Batmanghelidjh told Radio 4’s Today programme that the charity has been audited for the past 19 years and has always been clear.
She said she has always planned to step down from the charity she founded in its 20th year, 2016. However, she also told the programme that the government was briefing against her in an attempt to discredit her after Kids Company’s criticisms of the level of protection the state is offering vulnerable children.
"Kids Company is taking care of far too many mentally ill children and children who are not being protected robustly and our discussions with government have been that a charity cannot handle this load,” Batmanghelidjh told the programme. "There have been sometimes uncomfortable discussions which has made the government, understandably, potentially uncomfortable with the message."
Further, the Guardian quoted Batmanghelidjh saying that she is “being silenced”.
“Some ugly games are being played.
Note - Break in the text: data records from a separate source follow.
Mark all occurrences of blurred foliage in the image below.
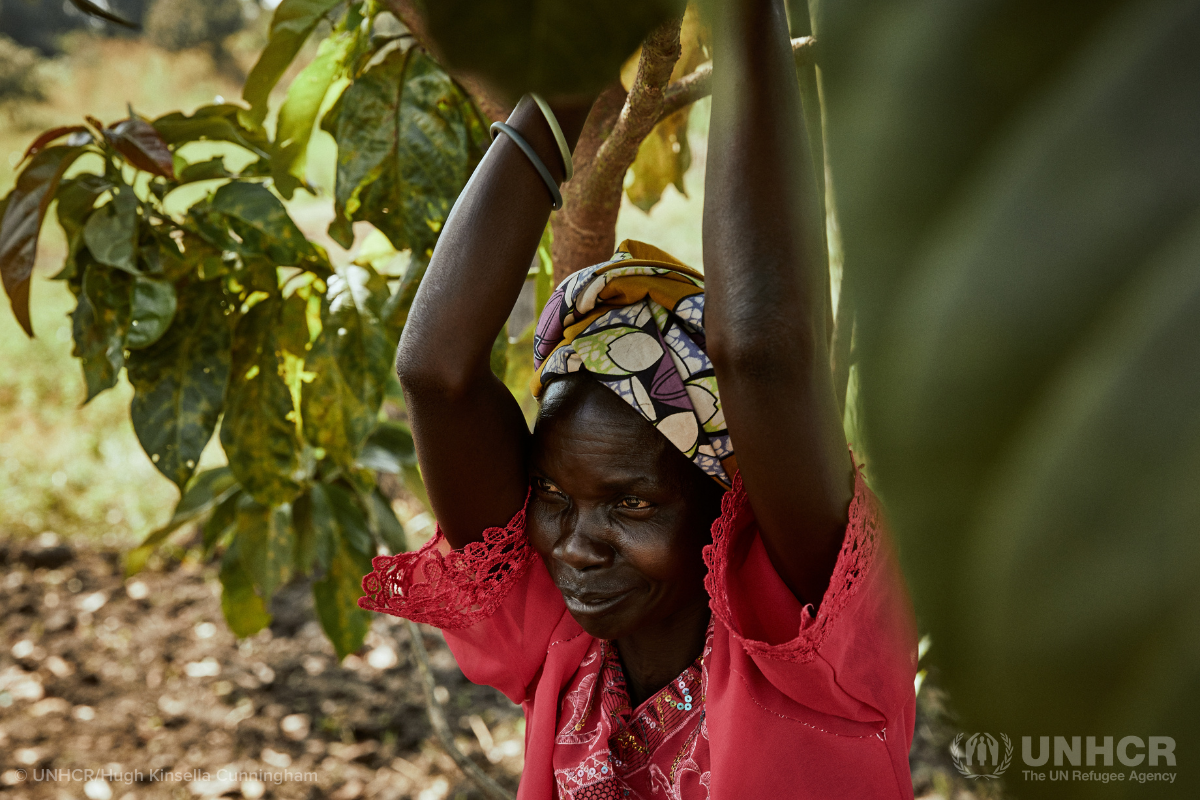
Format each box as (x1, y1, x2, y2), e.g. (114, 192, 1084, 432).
(144, 0, 246, 52)
(422, 0, 686, 101)
(0, 33, 43, 100)
(823, 0, 1200, 797)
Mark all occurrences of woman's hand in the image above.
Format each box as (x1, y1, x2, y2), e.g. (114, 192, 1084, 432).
(701, 0, 854, 608)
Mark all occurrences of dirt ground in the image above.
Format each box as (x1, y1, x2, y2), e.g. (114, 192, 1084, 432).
(0, 534, 1000, 800)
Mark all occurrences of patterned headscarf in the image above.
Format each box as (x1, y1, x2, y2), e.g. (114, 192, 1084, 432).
(531, 241, 737, 488)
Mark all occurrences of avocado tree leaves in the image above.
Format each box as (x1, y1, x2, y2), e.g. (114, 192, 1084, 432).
(52, 174, 113, 283)
(211, 181, 322, 268)
(307, 483, 375, 659)
(423, 0, 685, 100)
(235, 498, 295, 602)
(0, 144, 88, 336)
(103, 118, 176, 180)
(71, 262, 132, 402)
(21, 125, 89, 163)
(219, 530, 273, 638)
(83, 186, 140, 273)
(822, 1, 1200, 794)
(272, 32, 355, 199)
(153, 105, 271, 157)
(125, 467, 239, 575)
(127, 279, 229, 487)
(126, 276, 177, 349)
(301, 265, 392, 469)
(221, 298, 305, 506)
(243, 0, 345, 128)
(325, 47, 487, 252)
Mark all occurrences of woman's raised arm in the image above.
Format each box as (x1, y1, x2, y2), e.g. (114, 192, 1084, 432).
(396, 96, 591, 548)
(702, 0, 854, 607)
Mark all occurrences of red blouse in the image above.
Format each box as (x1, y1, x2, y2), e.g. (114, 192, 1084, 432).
(359, 460, 919, 799)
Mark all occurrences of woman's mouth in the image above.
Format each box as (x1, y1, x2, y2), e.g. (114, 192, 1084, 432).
(561, 588, 631, 616)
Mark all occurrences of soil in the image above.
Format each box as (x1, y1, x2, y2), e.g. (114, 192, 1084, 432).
(0, 534, 1000, 800)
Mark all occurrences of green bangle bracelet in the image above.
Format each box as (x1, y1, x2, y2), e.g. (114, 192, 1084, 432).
(489, 121, 564, 211)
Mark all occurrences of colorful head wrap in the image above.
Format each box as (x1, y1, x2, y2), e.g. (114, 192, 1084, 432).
(531, 240, 737, 488)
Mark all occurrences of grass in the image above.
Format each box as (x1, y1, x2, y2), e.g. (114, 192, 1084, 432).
(0, 34, 711, 547)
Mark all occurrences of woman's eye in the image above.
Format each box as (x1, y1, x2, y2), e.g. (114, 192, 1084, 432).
(619, 496, 652, 510)
(535, 477, 563, 495)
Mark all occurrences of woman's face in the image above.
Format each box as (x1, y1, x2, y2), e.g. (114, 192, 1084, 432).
(527, 376, 724, 641)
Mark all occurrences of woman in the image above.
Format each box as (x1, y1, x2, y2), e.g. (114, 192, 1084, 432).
(359, 0, 918, 796)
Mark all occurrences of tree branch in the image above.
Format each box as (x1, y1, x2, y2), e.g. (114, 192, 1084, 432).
(659, 36, 816, 122)
(580, 18, 684, 210)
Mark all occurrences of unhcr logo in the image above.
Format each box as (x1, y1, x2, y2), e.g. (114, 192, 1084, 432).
(950, 732, 1014, 780)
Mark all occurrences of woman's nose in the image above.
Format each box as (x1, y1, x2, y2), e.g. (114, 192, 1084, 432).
(554, 513, 613, 571)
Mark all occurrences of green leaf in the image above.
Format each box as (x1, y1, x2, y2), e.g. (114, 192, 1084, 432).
(221, 298, 304, 505)
(178, 156, 234, 183)
(362, 487, 406, 555)
(272, 32, 354, 200)
(125, 467, 239, 575)
(242, 0, 345, 128)
(127, 280, 230, 487)
(0, 144, 88, 336)
(71, 261, 132, 402)
(82, 186, 139, 273)
(625, 108, 691, 213)
(300, 266, 392, 469)
(153, 105, 271, 156)
(489, 323, 508, 380)
(309, 482, 374, 659)
(356, 420, 416, 474)
(424, 0, 684, 99)
(104, 117, 176, 180)
(218, 532, 273, 638)
(52, 174, 113, 283)
(203, 488, 243, 558)
(126, 276, 177, 349)
(327, 48, 487, 252)
(235, 497, 294, 602)
(823, 1, 1200, 791)
(210, 181, 319, 267)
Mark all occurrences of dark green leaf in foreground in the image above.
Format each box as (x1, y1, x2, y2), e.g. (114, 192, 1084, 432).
(126, 276, 177, 349)
(125, 467, 239, 575)
(301, 266, 392, 469)
(127, 280, 230, 487)
(235, 497, 294, 602)
(0, 145, 87, 335)
(326, 48, 487, 252)
(221, 298, 304, 505)
(424, 0, 685, 99)
(242, 0, 344, 128)
(83, 186, 140, 273)
(219, 532, 272, 638)
(203, 489, 243, 559)
(822, 2, 1200, 795)
(211, 181, 319, 267)
(71, 262, 132, 402)
(52, 174, 113, 283)
(309, 483, 374, 659)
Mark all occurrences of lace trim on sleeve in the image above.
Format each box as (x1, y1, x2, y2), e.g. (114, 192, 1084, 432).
(702, 454, 882, 663)
(358, 491, 537, 630)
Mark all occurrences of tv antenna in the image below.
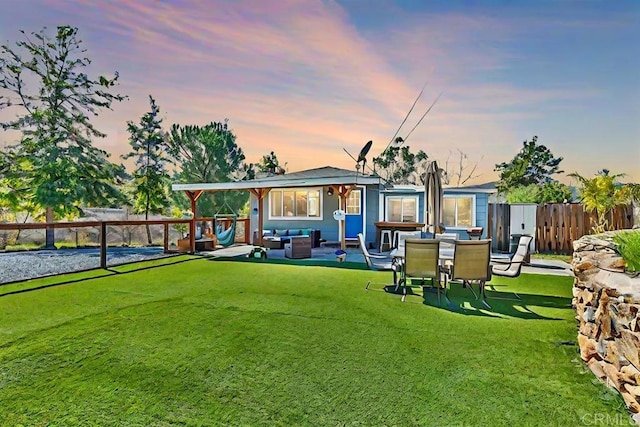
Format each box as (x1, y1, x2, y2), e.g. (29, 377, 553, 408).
(342, 83, 441, 177)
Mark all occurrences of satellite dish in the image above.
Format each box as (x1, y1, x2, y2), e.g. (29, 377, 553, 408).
(333, 209, 346, 221)
(357, 140, 373, 163)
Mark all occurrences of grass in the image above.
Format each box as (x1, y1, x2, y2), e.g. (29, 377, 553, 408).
(0, 256, 629, 426)
(613, 230, 640, 272)
(532, 253, 573, 263)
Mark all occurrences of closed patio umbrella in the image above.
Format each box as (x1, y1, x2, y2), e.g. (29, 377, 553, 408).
(424, 160, 443, 235)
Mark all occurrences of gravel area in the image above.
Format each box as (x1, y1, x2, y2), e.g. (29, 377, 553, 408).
(0, 247, 175, 284)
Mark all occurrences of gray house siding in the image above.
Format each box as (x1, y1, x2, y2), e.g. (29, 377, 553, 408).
(363, 185, 380, 246)
(260, 185, 380, 245)
(249, 180, 493, 245)
(379, 188, 492, 239)
(443, 192, 489, 239)
(261, 187, 337, 241)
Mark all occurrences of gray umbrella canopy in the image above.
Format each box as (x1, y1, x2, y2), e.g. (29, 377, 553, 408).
(424, 160, 443, 235)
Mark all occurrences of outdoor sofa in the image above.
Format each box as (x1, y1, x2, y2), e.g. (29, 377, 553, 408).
(261, 228, 322, 249)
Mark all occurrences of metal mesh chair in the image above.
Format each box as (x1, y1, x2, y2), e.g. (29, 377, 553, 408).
(448, 239, 492, 309)
(397, 239, 443, 304)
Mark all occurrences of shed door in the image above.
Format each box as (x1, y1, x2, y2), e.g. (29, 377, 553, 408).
(345, 189, 364, 238)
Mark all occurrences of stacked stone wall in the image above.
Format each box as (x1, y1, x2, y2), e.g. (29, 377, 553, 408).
(573, 232, 640, 422)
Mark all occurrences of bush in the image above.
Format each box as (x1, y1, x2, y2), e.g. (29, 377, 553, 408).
(613, 231, 640, 272)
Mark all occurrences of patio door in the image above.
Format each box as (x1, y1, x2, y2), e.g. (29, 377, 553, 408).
(345, 188, 364, 238)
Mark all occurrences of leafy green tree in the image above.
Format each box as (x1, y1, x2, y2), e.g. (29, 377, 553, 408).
(167, 121, 251, 217)
(0, 26, 128, 247)
(568, 170, 629, 233)
(505, 185, 539, 203)
(373, 144, 429, 185)
(537, 181, 573, 203)
(494, 136, 564, 194)
(122, 95, 171, 244)
(505, 182, 573, 204)
(256, 151, 284, 174)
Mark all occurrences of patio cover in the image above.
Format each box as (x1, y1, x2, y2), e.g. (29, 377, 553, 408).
(171, 166, 382, 252)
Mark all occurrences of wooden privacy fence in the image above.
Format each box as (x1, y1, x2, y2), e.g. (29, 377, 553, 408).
(536, 203, 634, 254)
(488, 203, 634, 254)
(487, 203, 510, 252)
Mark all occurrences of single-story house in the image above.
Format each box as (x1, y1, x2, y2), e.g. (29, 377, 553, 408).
(172, 166, 497, 251)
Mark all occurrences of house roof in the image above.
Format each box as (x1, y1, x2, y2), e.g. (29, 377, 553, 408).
(380, 181, 498, 194)
(445, 181, 498, 194)
(172, 166, 382, 192)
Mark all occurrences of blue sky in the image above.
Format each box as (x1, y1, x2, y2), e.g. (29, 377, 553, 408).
(0, 0, 638, 184)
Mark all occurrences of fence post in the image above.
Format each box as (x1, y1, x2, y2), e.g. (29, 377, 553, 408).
(100, 221, 107, 269)
(164, 223, 169, 253)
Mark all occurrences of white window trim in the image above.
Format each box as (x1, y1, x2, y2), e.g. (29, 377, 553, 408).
(443, 194, 476, 229)
(268, 187, 324, 221)
(385, 195, 419, 223)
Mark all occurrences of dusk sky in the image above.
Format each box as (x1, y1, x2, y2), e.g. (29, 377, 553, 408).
(1, 0, 638, 185)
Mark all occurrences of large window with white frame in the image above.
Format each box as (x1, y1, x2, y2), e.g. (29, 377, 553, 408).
(442, 195, 475, 227)
(386, 196, 418, 222)
(269, 188, 322, 219)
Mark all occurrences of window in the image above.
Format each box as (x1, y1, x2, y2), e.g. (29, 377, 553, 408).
(443, 195, 475, 227)
(346, 190, 361, 215)
(386, 196, 418, 222)
(269, 188, 322, 219)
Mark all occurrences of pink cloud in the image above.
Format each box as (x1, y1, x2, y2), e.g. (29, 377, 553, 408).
(2, 0, 637, 185)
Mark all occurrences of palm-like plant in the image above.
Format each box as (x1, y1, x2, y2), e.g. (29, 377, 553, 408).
(568, 170, 629, 233)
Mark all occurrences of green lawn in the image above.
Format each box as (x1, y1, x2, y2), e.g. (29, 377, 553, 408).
(0, 256, 629, 426)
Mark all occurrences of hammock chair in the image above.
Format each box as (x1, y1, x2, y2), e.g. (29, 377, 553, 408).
(214, 195, 238, 247)
(215, 215, 237, 247)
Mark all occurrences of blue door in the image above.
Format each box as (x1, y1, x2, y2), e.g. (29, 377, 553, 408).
(345, 188, 364, 238)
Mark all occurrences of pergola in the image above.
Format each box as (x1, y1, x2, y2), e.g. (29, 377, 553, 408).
(172, 171, 382, 253)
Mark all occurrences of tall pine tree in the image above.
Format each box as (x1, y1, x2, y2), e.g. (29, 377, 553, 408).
(122, 95, 171, 244)
(0, 26, 127, 247)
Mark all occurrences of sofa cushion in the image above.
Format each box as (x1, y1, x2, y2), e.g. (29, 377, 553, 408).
(289, 229, 302, 236)
(275, 229, 288, 237)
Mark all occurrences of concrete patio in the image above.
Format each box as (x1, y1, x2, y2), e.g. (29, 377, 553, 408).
(202, 243, 573, 276)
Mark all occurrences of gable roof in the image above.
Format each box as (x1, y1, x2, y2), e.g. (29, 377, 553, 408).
(172, 165, 381, 192)
(445, 181, 498, 194)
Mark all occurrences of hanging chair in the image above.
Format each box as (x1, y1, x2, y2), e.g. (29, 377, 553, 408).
(215, 215, 237, 247)
(213, 194, 238, 247)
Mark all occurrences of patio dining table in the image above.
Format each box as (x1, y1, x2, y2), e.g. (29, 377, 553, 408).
(390, 245, 454, 262)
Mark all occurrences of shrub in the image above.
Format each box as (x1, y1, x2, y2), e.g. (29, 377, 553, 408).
(613, 231, 640, 272)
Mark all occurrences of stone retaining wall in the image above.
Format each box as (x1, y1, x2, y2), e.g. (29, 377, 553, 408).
(573, 232, 640, 421)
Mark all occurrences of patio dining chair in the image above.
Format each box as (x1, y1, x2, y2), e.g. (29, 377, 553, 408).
(397, 239, 443, 304)
(447, 239, 493, 309)
(395, 230, 423, 252)
(358, 233, 400, 290)
(393, 230, 422, 250)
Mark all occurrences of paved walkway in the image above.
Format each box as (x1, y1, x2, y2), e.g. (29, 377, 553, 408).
(203, 244, 573, 276)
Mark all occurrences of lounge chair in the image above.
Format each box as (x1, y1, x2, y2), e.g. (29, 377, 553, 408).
(358, 233, 400, 290)
(491, 235, 533, 278)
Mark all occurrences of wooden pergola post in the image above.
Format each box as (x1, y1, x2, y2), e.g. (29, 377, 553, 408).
(249, 188, 270, 246)
(331, 184, 356, 250)
(184, 190, 203, 253)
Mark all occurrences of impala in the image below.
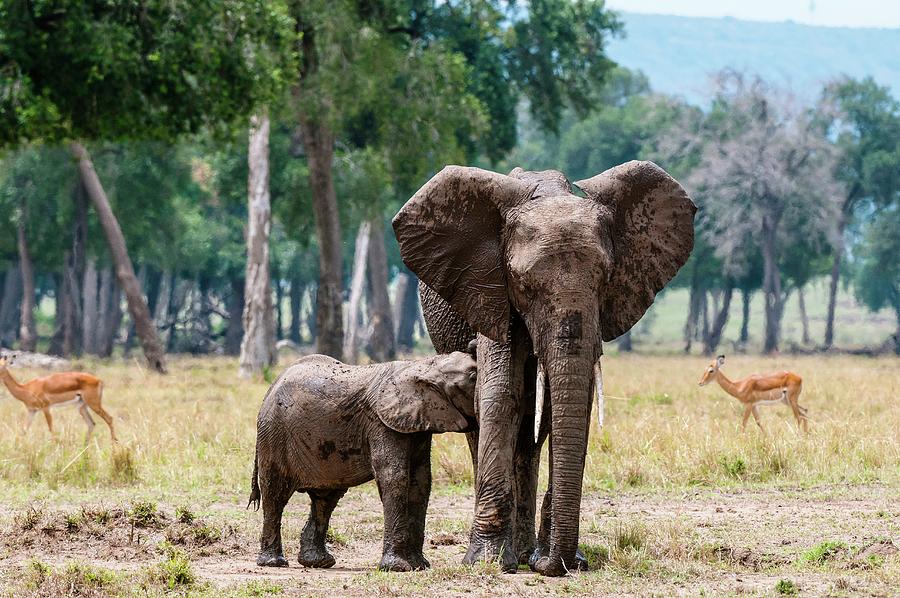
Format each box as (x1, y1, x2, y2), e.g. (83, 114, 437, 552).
(0, 354, 117, 442)
(699, 355, 807, 432)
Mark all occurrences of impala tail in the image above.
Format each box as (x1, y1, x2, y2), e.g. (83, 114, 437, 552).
(248, 444, 260, 511)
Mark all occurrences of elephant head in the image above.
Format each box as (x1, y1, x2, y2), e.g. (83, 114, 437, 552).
(393, 161, 695, 574)
(374, 351, 478, 434)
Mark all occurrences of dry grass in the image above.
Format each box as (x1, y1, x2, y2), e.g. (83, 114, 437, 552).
(0, 353, 897, 596)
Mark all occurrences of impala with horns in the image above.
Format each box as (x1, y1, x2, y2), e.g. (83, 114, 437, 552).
(699, 355, 807, 432)
(0, 353, 117, 442)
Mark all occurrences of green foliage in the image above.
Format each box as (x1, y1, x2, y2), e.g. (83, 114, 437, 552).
(130, 500, 159, 527)
(802, 540, 847, 564)
(854, 205, 899, 323)
(150, 544, 197, 589)
(775, 579, 799, 595)
(0, 0, 296, 146)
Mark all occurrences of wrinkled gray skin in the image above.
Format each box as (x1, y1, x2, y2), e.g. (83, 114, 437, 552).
(249, 351, 477, 572)
(393, 161, 696, 576)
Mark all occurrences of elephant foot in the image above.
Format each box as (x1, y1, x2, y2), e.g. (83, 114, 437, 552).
(529, 545, 589, 575)
(379, 551, 426, 572)
(463, 535, 518, 573)
(298, 546, 336, 568)
(256, 552, 289, 567)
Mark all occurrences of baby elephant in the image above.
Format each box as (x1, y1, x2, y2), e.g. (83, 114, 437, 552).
(248, 351, 477, 572)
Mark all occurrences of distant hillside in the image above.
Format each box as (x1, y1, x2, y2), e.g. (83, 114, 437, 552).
(607, 12, 900, 104)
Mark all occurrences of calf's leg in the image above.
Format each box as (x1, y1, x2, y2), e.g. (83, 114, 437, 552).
(299, 489, 347, 568)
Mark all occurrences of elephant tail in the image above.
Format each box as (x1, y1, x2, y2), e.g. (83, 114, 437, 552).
(248, 444, 260, 511)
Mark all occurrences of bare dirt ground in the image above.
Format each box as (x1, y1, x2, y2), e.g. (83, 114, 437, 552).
(1, 482, 897, 596)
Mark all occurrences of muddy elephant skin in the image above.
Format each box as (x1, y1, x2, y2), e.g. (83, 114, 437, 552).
(393, 161, 696, 576)
(248, 351, 477, 572)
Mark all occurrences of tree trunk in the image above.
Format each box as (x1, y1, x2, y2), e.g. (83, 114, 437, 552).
(225, 277, 245, 355)
(82, 257, 99, 354)
(683, 263, 701, 354)
(761, 215, 782, 354)
(48, 273, 66, 356)
(344, 221, 370, 364)
(289, 272, 304, 344)
(824, 232, 844, 350)
(0, 264, 22, 346)
(703, 285, 733, 355)
(739, 289, 751, 345)
(365, 216, 395, 362)
(238, 112, 277, 377)
(393, 272, 419, 352)
(300, 117, 344, 360)
(617, 330, 633, 352)
(70, 142, 167, 372)
(307, 284, 318, 343)
(798, 285, 810, 346)
(16, 201, 36, 352)
(97, 266, 122, 357)
(273, 258, 284, 341)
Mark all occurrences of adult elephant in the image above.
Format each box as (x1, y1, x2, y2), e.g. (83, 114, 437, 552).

The facts are that the vulnerable children of this country remain largely unprotected,” she told the paper. “There’s no point in shooting the messenger if the message is uncomfortable.”
The charity said it is working alongside a city-based group of philanthropists, supported by the new government, to create a “more sustainable organisation and funding structure that will be better able to tolerate unpredictable income streams in the future”.
Chair Alan Yentob said Batmanghelidjh and the staff of Kids Company have created a highly effective model of care and support that “should be recognised and valued as a national asset”.
“The board and I, with the backing of a philanthropic group have ensured that this is protected and that Kids Company will continue to offer safety, protection and loving care to some of society’s most vulnerable children,” Yentob said.